Después de trabajar durante horas, mi muñeca comenzó a doler, así que apagué la laptop y la dejé a un lado…
Miré los contenedores de comida vacíos y gemí suavemente…
todavía tenía hambre incluso después de comer tanta comida…
Decidí no ser perezosa y comencé a empacar todas las comidas para llevar de nuevo en las bolsas de papel marrón, limpié la mesa de café y llevé todo al basurero…
También limpié mis manos y luego fui a lavarme la cara.
Regresé a la habitación con la intención de dormir cuando vi que sus dedos se movían…
“¡Dios mío!” Me cubrí la boca emocionada mientras me apresuraba hacia su cama para asegurarme de que no estaba viendo cosas…
Movió sus dedos de nuevo y esta vez con movimientos más grandes y tenía el ceño fruncido…
“¿Damian?” Llamé su nombre y, para mi mayor sorpresa, obtuve una respuesta…

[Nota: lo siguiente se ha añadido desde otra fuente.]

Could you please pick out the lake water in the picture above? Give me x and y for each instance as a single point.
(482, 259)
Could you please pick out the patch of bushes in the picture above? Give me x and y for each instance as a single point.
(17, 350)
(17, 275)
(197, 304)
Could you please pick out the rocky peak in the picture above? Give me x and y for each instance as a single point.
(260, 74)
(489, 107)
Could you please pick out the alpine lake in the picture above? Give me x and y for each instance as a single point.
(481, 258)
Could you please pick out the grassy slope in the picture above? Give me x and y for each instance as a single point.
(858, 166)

“¿Qué me pasó?” Murmuró sin abrir los ojos, pero sus cejas fruncidas eran una indicación de que probablemente tenía un dolor de cabeza…
Rápidamente toqué el timbre de emergencia y en poco tiempo los doctores volvieron corriendo a la habitación junto con Adrian…
Al ver la emoción en mi rostro supieron que algo bueno debía haber pasado…
“¡Está despierto!” Grité felizmente y los doctores inmediatamente se acercaron a él para revisarlo.
“Lord Damian, ¿puede oírme?” Preguntó el director mientras pasaba una mini luz led por sus ojos…
“Aléjate, estás haciendo mucho ruido…” murmuró Damian mientras abría lentamente los ojos y todos dejaron escapar un suspiro de alivio…
Adrián soltó el aire que no sabía que estaba conteniendo cuando lo vio abrir los ojos…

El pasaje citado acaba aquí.